If you need VirtualBox shared folders, ensure that CONFIG_VBOXGUEST and CONFIG_VBOXSF_FS are enabled in your kernel configuration.

It may require more memory to build the kernel with these features enabled. If you encounter OOM errors during the build process, please increase the memory of your VM to at least 3 GB.

Optional: Get Around in the Source Code Tree

Task 1: Debugging with GDB

Question 1 (2 marks): Which figure in the ABI documentation describes the stack layout for the initial state of a process?

Question 2 (2 marks): Which interrupt line (IRQ) is allocated for this specific interrupt?

Question 3 (4 marks): How does the /init program get executed? Is this procedure similar to how execve works? Does a context switch occur, similar to what happens during a syscall? Please explain your observation briefly.
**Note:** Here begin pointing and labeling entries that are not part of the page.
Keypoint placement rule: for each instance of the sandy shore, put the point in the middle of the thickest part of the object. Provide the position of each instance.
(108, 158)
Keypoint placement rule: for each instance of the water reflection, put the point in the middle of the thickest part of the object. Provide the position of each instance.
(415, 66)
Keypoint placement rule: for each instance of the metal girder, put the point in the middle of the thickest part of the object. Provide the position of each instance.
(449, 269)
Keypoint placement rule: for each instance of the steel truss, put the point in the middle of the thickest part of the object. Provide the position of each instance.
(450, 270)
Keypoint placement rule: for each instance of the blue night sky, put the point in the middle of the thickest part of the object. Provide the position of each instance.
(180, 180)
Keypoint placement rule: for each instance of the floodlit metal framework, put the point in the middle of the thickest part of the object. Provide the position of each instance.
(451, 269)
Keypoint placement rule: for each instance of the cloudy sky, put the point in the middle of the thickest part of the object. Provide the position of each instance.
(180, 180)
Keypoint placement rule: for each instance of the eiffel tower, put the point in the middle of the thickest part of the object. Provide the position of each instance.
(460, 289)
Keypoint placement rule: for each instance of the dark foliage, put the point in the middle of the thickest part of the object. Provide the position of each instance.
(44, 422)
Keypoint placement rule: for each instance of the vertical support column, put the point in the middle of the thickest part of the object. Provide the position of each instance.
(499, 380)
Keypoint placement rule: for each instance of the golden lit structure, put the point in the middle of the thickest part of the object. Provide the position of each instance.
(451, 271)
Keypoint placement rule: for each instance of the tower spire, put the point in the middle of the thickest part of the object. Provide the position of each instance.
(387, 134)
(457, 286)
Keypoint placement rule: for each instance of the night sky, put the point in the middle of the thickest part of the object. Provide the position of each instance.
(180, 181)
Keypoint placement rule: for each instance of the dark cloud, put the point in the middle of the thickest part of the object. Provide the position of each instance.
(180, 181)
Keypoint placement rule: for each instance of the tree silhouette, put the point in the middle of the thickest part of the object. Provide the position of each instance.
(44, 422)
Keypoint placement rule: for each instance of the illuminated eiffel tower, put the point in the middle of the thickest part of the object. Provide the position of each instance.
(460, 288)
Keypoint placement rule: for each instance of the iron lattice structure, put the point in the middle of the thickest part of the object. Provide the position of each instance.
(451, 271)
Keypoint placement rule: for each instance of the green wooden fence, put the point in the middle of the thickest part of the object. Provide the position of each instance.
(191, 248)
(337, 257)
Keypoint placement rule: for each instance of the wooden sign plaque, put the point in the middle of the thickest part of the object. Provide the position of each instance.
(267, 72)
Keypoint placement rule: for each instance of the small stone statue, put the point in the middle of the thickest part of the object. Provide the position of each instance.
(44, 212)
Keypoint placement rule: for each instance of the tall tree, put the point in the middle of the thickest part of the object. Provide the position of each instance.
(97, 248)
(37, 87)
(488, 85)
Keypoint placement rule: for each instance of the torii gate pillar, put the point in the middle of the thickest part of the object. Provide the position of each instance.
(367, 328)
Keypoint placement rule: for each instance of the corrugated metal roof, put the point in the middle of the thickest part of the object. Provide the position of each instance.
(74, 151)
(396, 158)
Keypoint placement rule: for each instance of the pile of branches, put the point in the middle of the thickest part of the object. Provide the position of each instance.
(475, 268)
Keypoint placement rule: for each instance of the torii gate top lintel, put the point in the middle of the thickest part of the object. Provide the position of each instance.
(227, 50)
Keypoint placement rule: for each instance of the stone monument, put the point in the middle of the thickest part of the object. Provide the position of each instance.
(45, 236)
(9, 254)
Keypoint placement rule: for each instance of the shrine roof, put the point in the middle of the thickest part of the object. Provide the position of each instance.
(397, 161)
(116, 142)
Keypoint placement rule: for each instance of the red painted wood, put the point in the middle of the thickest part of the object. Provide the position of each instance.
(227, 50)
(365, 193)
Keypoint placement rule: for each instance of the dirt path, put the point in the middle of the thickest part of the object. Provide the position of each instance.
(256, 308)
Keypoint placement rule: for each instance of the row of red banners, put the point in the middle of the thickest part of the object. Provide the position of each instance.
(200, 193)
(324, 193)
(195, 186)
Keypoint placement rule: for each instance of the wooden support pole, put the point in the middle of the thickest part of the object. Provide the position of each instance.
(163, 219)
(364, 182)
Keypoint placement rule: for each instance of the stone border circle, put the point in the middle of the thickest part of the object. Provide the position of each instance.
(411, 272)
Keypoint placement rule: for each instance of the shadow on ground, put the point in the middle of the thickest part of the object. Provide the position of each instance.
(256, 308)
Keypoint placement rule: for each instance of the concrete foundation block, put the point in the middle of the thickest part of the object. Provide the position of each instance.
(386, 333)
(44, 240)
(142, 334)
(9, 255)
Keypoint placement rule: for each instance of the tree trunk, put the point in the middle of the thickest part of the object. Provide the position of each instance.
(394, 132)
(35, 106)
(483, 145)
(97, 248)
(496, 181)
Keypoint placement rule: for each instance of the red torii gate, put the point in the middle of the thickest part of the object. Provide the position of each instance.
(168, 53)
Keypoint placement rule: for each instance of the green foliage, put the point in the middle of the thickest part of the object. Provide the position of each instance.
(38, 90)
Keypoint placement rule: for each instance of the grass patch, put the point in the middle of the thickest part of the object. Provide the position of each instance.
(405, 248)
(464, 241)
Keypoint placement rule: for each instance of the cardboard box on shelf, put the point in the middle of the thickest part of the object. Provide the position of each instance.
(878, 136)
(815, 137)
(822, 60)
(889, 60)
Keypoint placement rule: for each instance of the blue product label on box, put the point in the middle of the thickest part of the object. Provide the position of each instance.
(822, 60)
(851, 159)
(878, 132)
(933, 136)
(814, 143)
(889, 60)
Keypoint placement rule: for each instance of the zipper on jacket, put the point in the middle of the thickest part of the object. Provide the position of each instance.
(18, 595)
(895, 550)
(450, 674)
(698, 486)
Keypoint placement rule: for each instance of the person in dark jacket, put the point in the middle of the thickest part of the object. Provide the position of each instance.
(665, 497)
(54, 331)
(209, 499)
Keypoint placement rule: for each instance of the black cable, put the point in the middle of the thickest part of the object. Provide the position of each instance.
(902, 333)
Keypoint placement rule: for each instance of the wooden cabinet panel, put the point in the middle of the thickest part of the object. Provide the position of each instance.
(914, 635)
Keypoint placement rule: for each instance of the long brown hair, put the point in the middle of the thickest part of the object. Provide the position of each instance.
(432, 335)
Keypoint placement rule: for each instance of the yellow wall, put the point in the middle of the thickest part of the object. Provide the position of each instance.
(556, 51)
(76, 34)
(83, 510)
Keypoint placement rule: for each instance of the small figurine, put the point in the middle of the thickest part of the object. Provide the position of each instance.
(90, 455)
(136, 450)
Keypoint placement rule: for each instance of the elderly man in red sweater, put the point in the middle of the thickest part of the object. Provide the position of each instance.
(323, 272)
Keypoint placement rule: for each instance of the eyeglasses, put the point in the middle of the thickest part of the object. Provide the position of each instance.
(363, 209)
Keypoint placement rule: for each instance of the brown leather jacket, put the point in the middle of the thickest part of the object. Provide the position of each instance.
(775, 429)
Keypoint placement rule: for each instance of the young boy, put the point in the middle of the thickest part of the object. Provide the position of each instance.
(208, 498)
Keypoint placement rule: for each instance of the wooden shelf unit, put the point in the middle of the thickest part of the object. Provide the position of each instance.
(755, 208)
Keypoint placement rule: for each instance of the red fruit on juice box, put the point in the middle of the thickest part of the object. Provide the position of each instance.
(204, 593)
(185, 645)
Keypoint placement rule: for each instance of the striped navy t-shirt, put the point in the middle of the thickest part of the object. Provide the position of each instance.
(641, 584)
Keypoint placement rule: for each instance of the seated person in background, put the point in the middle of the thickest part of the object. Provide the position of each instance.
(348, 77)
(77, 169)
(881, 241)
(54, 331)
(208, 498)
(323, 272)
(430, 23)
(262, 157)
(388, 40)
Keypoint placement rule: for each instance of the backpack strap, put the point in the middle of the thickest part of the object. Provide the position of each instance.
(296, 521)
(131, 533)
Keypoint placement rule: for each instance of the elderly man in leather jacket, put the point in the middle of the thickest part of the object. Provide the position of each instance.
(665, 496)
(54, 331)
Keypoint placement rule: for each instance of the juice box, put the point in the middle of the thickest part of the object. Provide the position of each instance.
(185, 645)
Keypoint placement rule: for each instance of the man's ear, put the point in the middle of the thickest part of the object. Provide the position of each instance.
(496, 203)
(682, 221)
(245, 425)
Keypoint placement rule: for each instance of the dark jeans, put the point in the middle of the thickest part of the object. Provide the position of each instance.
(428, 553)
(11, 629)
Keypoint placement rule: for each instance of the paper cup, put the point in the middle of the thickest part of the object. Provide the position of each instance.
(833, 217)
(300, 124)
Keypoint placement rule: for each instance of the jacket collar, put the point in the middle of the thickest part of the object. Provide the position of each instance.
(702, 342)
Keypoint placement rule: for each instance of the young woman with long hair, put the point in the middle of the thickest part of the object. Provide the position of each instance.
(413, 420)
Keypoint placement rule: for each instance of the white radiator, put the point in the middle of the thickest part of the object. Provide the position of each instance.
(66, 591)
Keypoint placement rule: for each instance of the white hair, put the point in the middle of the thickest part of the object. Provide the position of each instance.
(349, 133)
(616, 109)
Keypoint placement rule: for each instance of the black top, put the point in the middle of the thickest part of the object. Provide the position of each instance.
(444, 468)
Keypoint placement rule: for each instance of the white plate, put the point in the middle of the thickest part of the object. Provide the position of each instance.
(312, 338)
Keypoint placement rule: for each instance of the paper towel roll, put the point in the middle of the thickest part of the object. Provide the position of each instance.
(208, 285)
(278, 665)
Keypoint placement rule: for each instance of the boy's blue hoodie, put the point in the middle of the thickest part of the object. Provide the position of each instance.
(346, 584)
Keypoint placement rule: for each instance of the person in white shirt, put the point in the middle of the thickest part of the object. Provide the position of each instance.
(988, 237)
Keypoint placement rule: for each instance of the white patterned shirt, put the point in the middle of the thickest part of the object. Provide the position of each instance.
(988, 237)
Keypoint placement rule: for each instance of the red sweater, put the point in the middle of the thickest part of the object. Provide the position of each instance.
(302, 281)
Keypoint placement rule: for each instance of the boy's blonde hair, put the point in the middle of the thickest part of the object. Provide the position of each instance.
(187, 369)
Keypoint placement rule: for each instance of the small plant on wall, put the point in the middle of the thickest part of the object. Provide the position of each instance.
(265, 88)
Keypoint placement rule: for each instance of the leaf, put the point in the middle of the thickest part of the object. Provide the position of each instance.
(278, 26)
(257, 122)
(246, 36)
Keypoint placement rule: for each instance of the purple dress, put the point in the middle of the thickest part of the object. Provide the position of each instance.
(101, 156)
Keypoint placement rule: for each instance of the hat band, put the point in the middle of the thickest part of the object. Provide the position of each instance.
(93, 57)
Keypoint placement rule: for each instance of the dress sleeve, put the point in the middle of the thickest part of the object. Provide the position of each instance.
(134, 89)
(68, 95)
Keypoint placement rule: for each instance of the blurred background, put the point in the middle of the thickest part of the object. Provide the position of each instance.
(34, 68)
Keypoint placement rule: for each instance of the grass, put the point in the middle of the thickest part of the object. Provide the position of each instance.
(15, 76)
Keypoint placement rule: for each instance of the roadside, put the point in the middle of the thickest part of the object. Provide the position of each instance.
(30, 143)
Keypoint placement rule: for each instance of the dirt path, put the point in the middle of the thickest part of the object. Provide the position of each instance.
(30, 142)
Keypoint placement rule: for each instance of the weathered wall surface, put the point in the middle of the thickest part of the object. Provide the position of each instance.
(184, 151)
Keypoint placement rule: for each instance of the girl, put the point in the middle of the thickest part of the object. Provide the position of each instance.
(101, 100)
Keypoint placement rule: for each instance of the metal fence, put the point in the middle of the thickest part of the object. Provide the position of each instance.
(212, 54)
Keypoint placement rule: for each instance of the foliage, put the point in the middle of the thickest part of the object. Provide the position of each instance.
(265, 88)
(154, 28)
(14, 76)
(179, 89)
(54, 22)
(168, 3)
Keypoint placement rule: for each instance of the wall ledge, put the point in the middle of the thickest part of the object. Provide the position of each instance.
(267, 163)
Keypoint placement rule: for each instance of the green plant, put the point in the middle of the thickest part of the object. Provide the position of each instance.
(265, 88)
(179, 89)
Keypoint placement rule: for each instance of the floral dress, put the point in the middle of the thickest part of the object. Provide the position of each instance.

Task 2: AI-Assisted Interrupt Code Navigation

Question 4 (4 marks): understand exceptions and interrupt.

Question 5 (8 marks): Use AI tools to browse the Linux source tree and recover the interrupt-related function flow for X86_TRAP_NMI, from trap_init() to __handle_irq_event_percpu(). Your answer must include prompt logs, a verified function path, function-level notes, and explicit claim checks with file/line evidence. Please follow the detailed requirements in Task 2.

Task 3: Developing a Kernel Module

Question 6 (2 marks): Identify the file and line number where the module_init macro is defined for our scenario.

Please give your answer in the format file#L1234. For example, if it were defined in kernel/sched/core.c at line 6636, you should refer to it as kernel/sched/core.c#L6636.

Question 7 (2 marks): Why is printk used instead of printf within kernel modules?

Question 8 (2 marks): Did you observe the output "Greetings from xxx" when you loaded the module? If not, is this string compiled into the module? Please explain your observation briefly.

Question 9 (2 marks): Modify the Makefile, if necessary, to make the message compiled into the module.

Question 10 (4 marks): Submit the source code for your kernel module. The module shall accept two parameters and output the process ID and executable name for the given PID. Ensure that the module compiles without errors using the Makefile and that it can be loaded and unloaded without any error.

Question 11 (3 marks): Submit the Makefile that builds and loads the kernel module. The Makefile should include two additional targets beyond those in the previously provided Makefile.

  1. insmod loads the module with the appropriate arguments. The command that uses this target should be:
    $ sudo make insmod tag=xxx pid=yyy
    
  2. rmmod unloads the module. The command that uses this target should be:
    $ sudo make rmmod
    

Submission Guidelines

Please accept the assignment on GitHub Classroom first. The invitation link is available on Canvas. Then, proceed to complete the tasks and push your work to GitHub accordingly.

Refer to the submission guidelines in Assignment 1 for the remaining instructions.

For this assignment:

  1. Questions 1, 2 and 6 shall be answered in the manifest.json file directly.